Many supplements are endorsed by professional athletes who credit the supplement with their successes, but the AIS points out that this might not mean much.
“Performance is the result of many factors – including talent, training, equipment, diet and mental attitude,” they write.
“In real life, an athlete will be unable to pinpoint how much each of these factors is contributing.”
Of course, some pre-workouts can be good and Shone recommends finding one that is listed on the Informed Sport Program then study the label carefully and consult a sports dietitian so that you know exactly what you’re getting.
“They have been tested rigorously so they don’t contain banned ingredients but also provide the amount of ingredients they claim to contain,” she says.
The caffeine effect
Most pre-workout supplements contain high levels of caffeine, which gives people a buzz.
“People report feeling amped and pumped up to do their session, which is likely to be the effect of caffeine and sugar additives,” Shone explains.
“But to get a kick, there’s nothing wrong with having a coffee.”
Bruce often recommends his clients have a shot of coffee to fire them up before a workout.
“The main objective is to prime the nervous system – coffee does that best,” he explains.
However given one of the keys to good performance is getting plenty of sleep, Bruce says it’s not a good idea to have a high caffeine intake within six hours of going to bed.
A caffeine hit without the caffeine
If you don’t like coffee or are super sensitive to caffeine, Bruce says a good old-fashioned “shock to the system” will have the same effect on your nervous system.
“When we have 6am sessions and everyone is still asleep, I will throw a ball at them.

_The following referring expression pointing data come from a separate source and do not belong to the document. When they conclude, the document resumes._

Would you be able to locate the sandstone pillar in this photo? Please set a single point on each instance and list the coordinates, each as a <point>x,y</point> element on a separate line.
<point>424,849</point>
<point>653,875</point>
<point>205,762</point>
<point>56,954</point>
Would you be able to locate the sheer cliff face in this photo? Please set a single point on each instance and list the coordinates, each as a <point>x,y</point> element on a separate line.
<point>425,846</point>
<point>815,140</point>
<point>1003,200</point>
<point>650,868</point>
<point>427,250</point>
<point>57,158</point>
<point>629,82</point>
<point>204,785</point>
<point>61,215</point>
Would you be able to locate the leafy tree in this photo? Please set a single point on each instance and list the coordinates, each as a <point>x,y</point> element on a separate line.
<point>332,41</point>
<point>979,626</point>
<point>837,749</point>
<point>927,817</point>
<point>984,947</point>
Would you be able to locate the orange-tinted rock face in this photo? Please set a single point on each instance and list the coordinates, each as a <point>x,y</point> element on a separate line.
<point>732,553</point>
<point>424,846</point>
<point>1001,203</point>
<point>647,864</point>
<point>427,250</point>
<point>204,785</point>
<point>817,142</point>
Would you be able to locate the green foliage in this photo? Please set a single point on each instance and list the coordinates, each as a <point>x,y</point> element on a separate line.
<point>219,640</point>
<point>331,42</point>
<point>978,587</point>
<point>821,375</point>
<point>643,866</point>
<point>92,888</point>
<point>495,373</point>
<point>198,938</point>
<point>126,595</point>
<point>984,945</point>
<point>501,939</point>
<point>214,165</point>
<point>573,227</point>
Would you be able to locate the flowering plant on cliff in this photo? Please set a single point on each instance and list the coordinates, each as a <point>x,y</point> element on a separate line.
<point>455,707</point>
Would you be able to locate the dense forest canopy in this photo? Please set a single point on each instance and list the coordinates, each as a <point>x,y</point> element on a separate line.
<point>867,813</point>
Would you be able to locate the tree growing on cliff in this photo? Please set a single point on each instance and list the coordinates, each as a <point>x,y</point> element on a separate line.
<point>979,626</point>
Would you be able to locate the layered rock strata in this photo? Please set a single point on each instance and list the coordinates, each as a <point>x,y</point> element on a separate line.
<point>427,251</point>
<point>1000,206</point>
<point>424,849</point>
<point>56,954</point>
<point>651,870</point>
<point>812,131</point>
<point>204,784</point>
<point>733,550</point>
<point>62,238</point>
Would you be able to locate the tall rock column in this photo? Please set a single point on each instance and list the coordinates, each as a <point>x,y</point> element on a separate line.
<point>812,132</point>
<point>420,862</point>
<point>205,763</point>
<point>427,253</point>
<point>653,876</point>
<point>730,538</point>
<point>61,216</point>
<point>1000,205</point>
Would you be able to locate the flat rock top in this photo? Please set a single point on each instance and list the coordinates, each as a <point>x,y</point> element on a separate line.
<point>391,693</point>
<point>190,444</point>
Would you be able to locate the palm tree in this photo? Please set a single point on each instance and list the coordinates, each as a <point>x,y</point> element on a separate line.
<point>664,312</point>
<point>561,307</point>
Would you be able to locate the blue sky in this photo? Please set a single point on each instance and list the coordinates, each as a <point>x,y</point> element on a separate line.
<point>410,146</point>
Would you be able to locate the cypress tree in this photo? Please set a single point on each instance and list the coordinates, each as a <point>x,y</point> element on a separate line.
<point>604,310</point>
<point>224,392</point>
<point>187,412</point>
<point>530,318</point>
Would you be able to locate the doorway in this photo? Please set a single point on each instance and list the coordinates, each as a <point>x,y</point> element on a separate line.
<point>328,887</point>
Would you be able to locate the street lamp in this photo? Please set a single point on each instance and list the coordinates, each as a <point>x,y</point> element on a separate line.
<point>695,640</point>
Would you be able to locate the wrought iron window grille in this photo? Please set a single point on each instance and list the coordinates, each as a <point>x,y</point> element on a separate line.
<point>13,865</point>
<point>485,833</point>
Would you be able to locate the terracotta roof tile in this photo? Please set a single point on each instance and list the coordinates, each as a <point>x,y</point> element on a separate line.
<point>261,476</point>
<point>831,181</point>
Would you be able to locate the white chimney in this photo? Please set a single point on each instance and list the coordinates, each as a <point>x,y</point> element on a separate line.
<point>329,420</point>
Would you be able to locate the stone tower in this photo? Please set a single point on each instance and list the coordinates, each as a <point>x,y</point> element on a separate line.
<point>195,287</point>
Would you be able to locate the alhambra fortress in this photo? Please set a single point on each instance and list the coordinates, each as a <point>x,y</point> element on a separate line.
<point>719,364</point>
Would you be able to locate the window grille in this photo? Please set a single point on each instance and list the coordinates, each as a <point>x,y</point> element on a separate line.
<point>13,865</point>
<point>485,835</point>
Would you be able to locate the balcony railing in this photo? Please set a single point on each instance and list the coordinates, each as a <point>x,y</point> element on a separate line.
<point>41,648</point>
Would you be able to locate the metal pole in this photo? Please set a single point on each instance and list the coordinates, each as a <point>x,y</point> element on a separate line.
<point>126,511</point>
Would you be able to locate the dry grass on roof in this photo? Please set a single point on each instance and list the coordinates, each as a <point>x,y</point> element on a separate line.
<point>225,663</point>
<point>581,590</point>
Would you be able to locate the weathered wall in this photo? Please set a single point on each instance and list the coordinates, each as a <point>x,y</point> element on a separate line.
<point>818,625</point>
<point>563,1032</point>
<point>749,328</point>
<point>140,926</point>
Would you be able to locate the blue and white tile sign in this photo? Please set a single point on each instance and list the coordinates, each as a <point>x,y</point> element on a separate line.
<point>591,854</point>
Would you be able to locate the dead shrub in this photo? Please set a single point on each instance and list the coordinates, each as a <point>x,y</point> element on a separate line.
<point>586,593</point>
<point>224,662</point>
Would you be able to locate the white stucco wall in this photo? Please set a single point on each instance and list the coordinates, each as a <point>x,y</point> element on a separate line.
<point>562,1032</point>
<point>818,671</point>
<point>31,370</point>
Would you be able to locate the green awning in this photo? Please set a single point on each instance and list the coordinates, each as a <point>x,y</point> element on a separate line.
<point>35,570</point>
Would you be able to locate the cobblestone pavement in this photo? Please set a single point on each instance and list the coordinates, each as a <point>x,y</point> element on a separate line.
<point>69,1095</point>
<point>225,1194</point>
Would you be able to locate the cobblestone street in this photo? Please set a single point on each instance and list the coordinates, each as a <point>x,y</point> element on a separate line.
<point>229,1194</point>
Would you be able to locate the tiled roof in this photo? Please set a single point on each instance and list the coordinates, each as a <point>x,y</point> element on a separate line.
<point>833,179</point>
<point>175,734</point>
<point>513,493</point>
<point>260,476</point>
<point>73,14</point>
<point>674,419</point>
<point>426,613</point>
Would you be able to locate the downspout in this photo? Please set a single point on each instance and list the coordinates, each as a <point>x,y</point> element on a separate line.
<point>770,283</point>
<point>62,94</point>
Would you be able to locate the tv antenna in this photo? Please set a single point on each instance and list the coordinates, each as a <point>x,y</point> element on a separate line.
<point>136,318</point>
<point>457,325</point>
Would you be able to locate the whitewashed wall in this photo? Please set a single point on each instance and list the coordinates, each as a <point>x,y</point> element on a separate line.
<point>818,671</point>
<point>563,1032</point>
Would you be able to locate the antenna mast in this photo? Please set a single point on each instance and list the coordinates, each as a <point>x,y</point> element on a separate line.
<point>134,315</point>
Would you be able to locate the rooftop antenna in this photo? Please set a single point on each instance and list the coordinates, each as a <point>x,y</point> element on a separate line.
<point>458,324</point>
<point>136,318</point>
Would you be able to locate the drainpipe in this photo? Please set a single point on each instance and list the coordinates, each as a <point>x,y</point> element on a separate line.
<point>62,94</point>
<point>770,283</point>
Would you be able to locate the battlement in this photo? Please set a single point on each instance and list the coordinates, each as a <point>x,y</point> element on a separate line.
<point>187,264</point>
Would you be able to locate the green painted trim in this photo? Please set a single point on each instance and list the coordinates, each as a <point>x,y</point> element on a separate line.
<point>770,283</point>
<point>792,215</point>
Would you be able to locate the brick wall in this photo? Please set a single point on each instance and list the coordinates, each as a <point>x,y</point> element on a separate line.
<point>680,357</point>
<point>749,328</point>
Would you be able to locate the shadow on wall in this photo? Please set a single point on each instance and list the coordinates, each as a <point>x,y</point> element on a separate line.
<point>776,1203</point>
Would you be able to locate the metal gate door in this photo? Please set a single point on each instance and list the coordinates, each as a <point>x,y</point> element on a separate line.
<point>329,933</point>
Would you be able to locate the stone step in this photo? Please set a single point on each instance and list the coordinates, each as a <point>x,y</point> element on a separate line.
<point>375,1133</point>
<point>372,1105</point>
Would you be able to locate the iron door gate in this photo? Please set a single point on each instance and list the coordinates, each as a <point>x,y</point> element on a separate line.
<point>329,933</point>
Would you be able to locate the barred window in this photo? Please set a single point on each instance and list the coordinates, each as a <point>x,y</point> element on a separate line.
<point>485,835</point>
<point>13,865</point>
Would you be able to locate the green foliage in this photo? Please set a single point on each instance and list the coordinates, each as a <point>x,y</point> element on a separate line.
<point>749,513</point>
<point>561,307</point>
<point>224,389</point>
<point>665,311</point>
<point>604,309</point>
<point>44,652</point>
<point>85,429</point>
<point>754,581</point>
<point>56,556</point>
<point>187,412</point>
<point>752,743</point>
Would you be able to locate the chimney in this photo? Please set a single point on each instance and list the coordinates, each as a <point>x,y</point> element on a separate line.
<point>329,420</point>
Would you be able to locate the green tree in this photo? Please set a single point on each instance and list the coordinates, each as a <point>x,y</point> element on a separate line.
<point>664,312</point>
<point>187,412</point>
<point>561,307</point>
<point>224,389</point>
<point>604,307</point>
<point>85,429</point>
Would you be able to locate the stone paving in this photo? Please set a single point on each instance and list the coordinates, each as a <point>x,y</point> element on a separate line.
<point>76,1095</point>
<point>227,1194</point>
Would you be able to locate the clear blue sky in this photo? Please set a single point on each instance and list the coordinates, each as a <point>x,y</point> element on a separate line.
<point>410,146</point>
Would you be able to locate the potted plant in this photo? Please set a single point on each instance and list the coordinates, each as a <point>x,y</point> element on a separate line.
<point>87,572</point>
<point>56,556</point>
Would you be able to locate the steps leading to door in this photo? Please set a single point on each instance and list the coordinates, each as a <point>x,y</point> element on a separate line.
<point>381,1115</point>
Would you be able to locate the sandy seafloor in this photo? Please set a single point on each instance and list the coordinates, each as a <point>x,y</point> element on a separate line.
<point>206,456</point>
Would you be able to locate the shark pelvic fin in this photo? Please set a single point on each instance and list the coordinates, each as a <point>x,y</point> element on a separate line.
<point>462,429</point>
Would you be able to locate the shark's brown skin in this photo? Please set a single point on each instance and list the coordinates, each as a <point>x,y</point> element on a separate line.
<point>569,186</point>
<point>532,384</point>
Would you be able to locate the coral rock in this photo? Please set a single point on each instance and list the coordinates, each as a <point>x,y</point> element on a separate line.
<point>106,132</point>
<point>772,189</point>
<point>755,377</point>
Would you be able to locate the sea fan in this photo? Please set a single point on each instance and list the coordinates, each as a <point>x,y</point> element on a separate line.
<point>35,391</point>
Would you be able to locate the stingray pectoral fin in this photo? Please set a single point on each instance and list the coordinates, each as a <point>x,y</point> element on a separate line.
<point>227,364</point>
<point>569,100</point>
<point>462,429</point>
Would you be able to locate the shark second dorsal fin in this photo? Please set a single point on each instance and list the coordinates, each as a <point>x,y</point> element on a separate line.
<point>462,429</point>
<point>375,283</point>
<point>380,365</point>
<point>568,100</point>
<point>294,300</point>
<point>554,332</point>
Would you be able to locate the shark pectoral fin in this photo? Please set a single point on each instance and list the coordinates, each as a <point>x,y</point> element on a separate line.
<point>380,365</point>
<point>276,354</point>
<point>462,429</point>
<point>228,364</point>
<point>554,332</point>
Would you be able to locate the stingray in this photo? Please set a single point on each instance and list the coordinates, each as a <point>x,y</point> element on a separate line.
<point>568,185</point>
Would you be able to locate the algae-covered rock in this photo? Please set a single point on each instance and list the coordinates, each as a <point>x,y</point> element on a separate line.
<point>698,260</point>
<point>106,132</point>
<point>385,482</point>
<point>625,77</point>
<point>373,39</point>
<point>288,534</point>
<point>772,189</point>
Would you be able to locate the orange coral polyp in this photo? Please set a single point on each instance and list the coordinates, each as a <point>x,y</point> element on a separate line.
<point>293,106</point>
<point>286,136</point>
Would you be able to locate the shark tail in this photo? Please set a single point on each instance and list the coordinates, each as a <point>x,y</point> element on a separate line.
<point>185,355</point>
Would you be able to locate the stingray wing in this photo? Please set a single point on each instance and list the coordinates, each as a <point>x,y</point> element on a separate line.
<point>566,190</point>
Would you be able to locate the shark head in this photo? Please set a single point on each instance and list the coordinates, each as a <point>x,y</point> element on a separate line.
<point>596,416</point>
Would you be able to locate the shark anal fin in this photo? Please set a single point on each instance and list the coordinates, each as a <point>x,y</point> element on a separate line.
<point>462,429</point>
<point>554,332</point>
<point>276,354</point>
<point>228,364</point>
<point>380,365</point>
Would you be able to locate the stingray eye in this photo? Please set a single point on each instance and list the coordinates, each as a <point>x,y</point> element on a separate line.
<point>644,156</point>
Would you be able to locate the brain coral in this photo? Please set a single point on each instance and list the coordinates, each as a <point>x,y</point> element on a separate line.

When someone throws something at you and you’re not aware of it, you freak out – it wakes them up straight away,” he says.
“You could also do some box jumps to wake you up and switch on your system for heavy lifts or high intensity work. Even learning to juggle can be a good strategy.”
Juggling has actually been proven to increase connections between different parts of the brain and Bruce says it’s really good at priming people for a workout.
A whole food pre-workout
A lot of the pre-workouts claim to have ingredients that help send blood to the muscles to give you more power, but Shone says that you can easily get that from a good pre-workout snack.
“A banana and peanut butter or some grainy toast with cottage cheese would give you protein and carbohydrates to fuel your workout,” she says.
It’s a strategy she uses with many athletes looking for results.
“In my experience, a lot of elite level athletes don’t waste their time on those products. They will focus mostly on good nutrition and some will use caffeine,” she says.
“Good performance and optimal physique is more than just taking a supplement – it comes from a combination of hard work, good nutritious eating, doing the training and doing the rehab and recovery. It’s not just a matter of taking a pill to get an awesome body.”